Oliveira Juliana Damasio, Santos Henrique D P, Ulbrich Ana Helena D P S, Couto Julia Colleoni, Arocha Marcelo, Santos Joaquim, Costa Manuela Martins, Faccio Daniela, Tabalipa Fabio O, Nogueira Rodrigo F
Institute of A.I. in Healthcare, Porto Alegre, RS, Brazil.
Memed, Florianópolis, SC, Brazil.
Commun Med (Lond). 2025 Aug 28;5(1):376. doi: 10.1038/s43856-025-01091-3.
Clinical notes are a vital and detailed source of information about patient hospitalizations. However, the sheer volume and complexity of these notes make evaluation and summarization challenging. Nonetheless, summarizing clinical notes is essential for accurate and efficient clinical decision-making in patient care. Generative language models, particularly large language models such as GPT-4, offer a promising solution by creating coherent, contextually relevant text based on patterns learned from large datasets.
This study describes the development of a discharge summary system using large language models.
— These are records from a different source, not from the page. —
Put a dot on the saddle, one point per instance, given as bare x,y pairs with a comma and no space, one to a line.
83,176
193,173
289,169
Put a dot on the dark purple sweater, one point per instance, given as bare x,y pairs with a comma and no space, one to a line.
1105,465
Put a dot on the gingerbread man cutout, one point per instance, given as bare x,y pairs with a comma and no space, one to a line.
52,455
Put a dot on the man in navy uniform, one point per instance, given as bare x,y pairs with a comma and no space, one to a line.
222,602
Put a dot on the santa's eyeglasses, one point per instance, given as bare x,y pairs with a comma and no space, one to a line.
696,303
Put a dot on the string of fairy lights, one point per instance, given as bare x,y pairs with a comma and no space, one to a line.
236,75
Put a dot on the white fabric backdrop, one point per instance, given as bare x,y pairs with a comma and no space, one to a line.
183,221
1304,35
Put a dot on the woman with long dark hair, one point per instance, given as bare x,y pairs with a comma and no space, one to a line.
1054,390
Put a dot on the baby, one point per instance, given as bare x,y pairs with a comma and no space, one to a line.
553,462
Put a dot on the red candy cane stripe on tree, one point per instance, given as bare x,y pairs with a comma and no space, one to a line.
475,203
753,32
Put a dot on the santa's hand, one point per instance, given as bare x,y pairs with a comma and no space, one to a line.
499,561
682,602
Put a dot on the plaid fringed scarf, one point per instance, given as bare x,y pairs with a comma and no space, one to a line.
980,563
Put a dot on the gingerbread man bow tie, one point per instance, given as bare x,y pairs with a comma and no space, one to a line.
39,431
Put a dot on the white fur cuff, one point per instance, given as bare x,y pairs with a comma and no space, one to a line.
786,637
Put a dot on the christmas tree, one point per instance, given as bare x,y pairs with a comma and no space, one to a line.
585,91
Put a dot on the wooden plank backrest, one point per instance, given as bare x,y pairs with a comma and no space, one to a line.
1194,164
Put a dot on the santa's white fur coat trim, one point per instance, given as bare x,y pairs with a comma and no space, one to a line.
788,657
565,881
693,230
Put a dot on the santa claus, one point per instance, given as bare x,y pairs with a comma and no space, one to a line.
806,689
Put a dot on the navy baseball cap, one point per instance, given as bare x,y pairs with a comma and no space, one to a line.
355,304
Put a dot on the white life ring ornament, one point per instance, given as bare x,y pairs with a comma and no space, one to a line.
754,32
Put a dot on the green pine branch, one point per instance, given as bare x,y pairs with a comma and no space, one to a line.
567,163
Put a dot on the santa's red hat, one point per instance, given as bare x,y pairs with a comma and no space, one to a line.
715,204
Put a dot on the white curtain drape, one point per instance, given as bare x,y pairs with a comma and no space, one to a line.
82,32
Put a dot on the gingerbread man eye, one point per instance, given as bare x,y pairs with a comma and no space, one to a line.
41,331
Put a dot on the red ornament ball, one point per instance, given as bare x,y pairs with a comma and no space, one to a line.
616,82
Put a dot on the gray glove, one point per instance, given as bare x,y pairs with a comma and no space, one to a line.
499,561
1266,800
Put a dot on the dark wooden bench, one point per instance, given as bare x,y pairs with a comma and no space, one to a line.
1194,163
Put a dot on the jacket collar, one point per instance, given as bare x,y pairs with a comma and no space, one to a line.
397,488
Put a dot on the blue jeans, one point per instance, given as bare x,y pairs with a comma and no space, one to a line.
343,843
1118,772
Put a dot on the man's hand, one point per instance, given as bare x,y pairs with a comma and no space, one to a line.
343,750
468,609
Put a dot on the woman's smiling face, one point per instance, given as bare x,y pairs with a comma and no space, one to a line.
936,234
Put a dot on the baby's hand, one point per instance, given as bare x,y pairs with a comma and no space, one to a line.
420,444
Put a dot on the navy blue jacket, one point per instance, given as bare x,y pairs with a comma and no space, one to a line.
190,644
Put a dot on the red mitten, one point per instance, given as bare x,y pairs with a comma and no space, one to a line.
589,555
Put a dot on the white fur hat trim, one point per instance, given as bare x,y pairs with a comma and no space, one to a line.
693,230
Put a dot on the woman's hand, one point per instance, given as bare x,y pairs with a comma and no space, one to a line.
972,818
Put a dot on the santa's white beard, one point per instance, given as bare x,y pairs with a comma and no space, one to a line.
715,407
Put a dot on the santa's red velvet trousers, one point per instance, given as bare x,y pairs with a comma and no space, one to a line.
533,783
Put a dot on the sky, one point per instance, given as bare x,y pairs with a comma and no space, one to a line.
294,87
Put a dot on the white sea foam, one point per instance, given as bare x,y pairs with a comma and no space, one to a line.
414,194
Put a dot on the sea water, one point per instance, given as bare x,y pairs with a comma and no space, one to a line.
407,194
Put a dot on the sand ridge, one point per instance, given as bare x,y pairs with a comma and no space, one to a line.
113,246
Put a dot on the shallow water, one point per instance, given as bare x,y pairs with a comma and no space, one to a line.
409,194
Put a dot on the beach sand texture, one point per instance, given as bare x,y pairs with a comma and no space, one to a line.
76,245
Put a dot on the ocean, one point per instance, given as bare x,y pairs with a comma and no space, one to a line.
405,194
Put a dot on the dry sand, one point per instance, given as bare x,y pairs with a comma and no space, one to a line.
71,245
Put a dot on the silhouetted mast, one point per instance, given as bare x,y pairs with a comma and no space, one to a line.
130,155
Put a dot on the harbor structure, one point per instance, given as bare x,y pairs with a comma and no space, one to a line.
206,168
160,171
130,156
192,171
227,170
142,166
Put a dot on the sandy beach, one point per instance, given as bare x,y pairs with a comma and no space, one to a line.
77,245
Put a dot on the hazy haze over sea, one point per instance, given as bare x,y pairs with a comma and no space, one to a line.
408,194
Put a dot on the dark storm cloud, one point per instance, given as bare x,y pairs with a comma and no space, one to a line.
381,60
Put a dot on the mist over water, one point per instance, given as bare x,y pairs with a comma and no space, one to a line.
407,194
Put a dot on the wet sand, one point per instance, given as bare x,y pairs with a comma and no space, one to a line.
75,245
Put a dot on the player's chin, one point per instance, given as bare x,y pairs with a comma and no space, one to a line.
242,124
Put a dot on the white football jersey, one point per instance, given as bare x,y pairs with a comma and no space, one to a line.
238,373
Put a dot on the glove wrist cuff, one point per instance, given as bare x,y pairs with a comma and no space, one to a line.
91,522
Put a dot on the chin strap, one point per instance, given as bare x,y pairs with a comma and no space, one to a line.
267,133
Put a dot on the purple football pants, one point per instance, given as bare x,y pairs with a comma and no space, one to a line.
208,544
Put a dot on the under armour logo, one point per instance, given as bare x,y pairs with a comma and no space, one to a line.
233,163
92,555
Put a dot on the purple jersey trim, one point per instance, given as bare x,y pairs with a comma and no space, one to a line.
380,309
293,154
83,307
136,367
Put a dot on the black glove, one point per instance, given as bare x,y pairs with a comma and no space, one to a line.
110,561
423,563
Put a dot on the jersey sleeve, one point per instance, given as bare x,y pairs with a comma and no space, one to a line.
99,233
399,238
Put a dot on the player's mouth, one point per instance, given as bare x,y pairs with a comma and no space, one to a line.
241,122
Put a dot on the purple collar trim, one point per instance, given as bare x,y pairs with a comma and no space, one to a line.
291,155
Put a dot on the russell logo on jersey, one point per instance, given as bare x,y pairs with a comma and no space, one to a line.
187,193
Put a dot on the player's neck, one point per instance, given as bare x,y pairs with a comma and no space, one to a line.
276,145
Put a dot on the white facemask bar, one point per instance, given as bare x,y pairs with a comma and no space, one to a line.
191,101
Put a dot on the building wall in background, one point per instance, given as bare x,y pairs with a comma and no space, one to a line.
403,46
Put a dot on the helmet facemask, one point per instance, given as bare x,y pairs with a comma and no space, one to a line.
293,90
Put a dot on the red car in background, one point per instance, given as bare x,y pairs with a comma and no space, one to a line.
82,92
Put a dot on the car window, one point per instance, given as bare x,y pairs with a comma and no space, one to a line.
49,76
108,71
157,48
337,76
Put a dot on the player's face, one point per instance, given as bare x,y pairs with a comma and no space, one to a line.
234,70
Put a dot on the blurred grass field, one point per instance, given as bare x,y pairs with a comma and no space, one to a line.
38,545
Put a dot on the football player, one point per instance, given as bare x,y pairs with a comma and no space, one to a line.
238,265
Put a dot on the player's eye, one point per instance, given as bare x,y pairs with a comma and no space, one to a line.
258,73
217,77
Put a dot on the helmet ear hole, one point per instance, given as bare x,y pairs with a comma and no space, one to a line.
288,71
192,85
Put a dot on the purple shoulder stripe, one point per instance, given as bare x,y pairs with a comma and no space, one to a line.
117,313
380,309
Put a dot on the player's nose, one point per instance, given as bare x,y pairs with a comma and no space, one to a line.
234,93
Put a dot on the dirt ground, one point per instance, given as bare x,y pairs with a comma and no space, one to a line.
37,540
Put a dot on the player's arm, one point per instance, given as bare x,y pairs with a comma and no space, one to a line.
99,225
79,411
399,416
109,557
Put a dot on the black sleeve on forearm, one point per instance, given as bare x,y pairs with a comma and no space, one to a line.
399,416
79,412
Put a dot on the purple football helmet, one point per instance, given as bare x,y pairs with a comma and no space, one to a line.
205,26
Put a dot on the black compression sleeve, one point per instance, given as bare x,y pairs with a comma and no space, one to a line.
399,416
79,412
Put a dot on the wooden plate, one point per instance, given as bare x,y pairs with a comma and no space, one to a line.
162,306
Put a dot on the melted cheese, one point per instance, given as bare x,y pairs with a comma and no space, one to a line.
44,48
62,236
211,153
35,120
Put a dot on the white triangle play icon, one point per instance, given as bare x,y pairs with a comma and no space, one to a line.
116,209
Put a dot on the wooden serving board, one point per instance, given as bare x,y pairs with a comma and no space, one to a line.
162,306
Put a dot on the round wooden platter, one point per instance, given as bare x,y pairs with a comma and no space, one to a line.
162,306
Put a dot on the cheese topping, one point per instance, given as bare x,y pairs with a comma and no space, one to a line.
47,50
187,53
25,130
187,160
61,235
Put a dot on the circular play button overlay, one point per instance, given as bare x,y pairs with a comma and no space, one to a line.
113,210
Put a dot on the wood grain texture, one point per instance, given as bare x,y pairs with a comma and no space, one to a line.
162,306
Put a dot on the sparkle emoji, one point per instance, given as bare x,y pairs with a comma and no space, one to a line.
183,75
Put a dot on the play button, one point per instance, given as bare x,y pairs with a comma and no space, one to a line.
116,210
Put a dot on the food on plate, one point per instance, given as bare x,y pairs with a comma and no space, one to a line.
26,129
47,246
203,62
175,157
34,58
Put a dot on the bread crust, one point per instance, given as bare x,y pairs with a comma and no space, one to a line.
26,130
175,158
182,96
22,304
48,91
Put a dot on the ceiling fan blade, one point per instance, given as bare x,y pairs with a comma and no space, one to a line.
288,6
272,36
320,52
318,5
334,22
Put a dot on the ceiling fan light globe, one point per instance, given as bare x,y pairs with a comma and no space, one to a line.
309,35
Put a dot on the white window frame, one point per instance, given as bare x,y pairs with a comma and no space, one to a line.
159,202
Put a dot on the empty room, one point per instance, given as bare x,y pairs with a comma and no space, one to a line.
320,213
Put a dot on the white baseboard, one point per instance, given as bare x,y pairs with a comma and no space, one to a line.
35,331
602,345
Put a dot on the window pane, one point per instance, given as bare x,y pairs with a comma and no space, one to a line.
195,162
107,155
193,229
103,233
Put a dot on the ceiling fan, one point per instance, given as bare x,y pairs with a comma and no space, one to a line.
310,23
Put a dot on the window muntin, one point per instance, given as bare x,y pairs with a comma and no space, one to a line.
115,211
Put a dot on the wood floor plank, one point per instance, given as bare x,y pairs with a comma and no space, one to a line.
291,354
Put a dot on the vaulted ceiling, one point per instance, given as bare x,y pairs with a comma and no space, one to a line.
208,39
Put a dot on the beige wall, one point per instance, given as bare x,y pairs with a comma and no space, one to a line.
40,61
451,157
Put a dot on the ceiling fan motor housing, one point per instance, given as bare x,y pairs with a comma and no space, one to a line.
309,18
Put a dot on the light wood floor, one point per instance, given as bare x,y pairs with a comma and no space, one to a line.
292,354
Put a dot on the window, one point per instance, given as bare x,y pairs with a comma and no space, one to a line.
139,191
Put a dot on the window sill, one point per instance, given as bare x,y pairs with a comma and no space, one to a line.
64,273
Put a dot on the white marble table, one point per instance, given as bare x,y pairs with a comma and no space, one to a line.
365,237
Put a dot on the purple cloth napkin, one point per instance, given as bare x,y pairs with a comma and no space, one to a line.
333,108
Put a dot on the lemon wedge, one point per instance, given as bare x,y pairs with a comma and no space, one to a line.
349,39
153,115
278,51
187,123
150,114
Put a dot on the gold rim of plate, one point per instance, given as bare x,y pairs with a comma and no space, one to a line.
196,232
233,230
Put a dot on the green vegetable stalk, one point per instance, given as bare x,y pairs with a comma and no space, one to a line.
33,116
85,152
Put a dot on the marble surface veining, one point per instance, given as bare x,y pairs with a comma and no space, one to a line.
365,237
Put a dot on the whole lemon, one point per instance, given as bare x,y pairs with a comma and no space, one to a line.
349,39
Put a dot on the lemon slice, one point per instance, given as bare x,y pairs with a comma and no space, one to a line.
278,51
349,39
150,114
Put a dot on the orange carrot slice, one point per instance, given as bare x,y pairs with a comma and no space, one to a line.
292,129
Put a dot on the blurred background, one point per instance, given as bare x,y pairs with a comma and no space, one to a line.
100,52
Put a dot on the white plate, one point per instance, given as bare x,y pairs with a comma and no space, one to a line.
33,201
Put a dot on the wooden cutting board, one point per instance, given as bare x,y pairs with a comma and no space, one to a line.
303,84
By conducting an online survey and interviews, we gather feedback from end users, including physicians and patients, to ensure the system meets their practical needs and fits their experiences. Additionally, we develop a rating system to evaluate prompt effectiveness by comparing model-generated outputs with human assessments, which serve as benchmarks to evaluate the performance of the automated model.
Here we show that the model's ability to interpret diagnoses borders on humanlevel accuracy, demonstrating its potential to assist healthcare professionals in routine tasks such as generating discharge summaries.
This advancement underscores the potential of large language models in clinical settings and opens up possibilities for broader applications in healthcare documentation and decision-making support.
临床记录是患者住院信息的重要且详细的来源。然而,这些记录的数量庞大且复杂,使得评估和总结具有挑战性。尽管如此,总结临床记录对于患者护理中准确高效的临床决策至关重要。生成式语言模型,特别是像GPT-4这样的大型语言模型,通过基于从大型数据集中学习到的模式创建连贯、上下文相关的文本,提供了一个有前景的解决方案。
本研究描述了使用大型语言模型开发出院小结系统的过程。通过开展在线调查和访谈,我们收集了包括医生和患者在内的终端用户的反馈,以确保该系统满足他们的实际需求并符合他们的体验。此外,我们开发了一个评分系统,通过将模型生成的输出与人工评估进行比较来评估提示有效性,人工评估作为评估自动化模型性能的基准。
我们在此表明,该模型解释诊断的能力接近人类水平的准确性,证明了其在诸如生成出院小结等日常任务中协助医疗保健专业人员的潜力。
这一进展凸显了大型语言模型在临床环境中的潜力,并为医疗文档和决策支持中的更广泛应用开辟了可能性。